Mijail Gorbachev, a su paso por Santiago, me preguntó por Neruda y le expliqué ese interés del poeta por el deshielo kruscheviano. El ex secretario general me contó que había propuesto muchas veces organizar homenajes a Kruschev y que la maquinaria del partido siempre se las había arreglado para vetarlos. En definitiva, él también fue destronado en forma brusca y oscura. Eduardo Limonov, entretanto, pasó un período de cárcel, acusado de terrorismo, escribió en forma prolífica, incluso de memoria, a falta de lápiz y papel, a la manera en que lo había hecho Alejandro Soljenitsin, y al final fue dejado en libertad. El amable funcionario del sistema represivo que le comunicó su liberación le dijo que era una especie de Dostoievsky, un típico representante de la Rusia profunda, y le pidió que le dedicara una de sus obras, El libro de las aguas.
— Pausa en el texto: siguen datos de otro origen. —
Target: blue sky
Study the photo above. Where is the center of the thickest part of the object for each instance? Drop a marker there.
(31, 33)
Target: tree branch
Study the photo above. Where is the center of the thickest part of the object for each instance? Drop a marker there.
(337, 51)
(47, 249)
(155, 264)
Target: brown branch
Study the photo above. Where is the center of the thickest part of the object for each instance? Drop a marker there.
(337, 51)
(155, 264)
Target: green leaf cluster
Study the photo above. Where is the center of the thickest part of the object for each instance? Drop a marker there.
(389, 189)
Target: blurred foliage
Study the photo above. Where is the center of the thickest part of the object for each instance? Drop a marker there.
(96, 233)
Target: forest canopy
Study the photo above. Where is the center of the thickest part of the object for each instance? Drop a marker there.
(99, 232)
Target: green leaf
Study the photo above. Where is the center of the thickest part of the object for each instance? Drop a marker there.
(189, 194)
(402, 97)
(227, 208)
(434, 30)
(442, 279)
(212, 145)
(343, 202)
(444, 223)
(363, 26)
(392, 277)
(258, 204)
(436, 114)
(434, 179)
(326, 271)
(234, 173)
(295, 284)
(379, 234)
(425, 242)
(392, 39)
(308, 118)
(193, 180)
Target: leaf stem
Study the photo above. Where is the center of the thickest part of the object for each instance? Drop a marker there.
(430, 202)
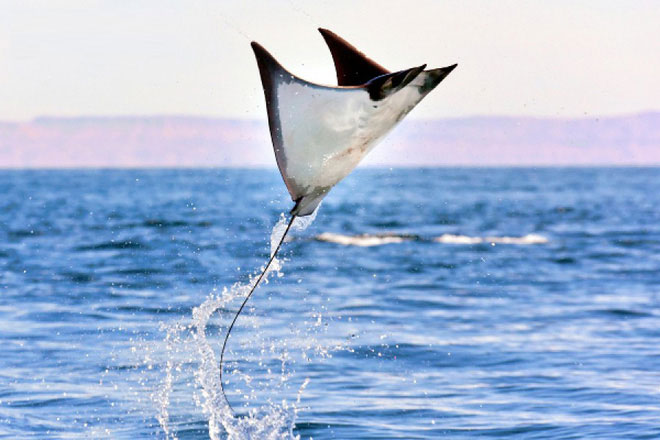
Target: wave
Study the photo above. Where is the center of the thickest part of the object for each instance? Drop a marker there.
(363, 240)
(465, 239)
(366, 240)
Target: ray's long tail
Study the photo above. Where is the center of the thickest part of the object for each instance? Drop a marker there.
(247, 298)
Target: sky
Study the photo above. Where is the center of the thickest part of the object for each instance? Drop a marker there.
(159, 57)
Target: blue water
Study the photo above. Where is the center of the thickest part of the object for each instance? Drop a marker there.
(100, 272)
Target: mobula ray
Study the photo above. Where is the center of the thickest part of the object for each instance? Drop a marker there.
(320, 133)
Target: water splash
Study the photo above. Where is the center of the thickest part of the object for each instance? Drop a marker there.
(271, 421)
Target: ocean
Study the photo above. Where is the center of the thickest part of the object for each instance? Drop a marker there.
(425, 303)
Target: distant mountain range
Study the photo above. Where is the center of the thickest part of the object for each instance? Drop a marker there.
(174, 141)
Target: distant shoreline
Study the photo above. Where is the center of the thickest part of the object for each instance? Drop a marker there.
(203, 142)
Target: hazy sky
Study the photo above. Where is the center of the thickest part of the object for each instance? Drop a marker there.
(121, 57)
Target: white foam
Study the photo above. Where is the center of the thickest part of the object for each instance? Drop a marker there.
(363, 240)
(465, 239)
(273, 422)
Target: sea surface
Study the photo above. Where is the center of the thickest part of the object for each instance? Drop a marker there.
(496, 303)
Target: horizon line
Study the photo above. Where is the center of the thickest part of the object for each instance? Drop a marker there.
(154, 116)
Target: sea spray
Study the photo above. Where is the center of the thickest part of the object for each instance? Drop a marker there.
(274, 421)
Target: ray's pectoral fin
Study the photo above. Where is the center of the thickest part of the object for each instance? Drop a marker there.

Emmanuel Carrère se demoró años en entender a Limonov y no estoy seguro de que al final lo haya entendido. En sus páginas finales nos muestra al marginal, el provocador, el hippie, el amigo de los Beatniks, convertido en un sesentón silencioso, de buena figura, de barba a lo Chejov, que vive en una casa de campo confortable, casado con una interesante actriz del cine de su país y padre de una hija. Se dedica a la contemplación de la naturaleza, al zen budismo y a la lectura de Lao Tsé. De cuando en cuando escribe poemas y fragmentos de un lirismo apasionado. Su partido, el nacional-bolchevique, cuenta con siete mil nasbols fervorosos, incondicionales. Él, cuando se encuentra en confianza, insinúa que si no hubiera cometido tres o cuatro errores importantes, habría llegado a cumbres superiores. Pero, después de largas épocas tormentosas, parece resignado. En uno de sus bunkers políticos hay un retrato de José Stalin, uno de Fantomas y muchos de ídolos del rock. Tiene un pequeño núcleo de lectores fieles y el gobierno de Putin lo trata relativamente bien. Parece que Stalin más Dostoievsky, y más una poesía de vanguardia tocada de lejos por el surrealismo, no son malos ingredientes para un aperitivo ruso de estos días.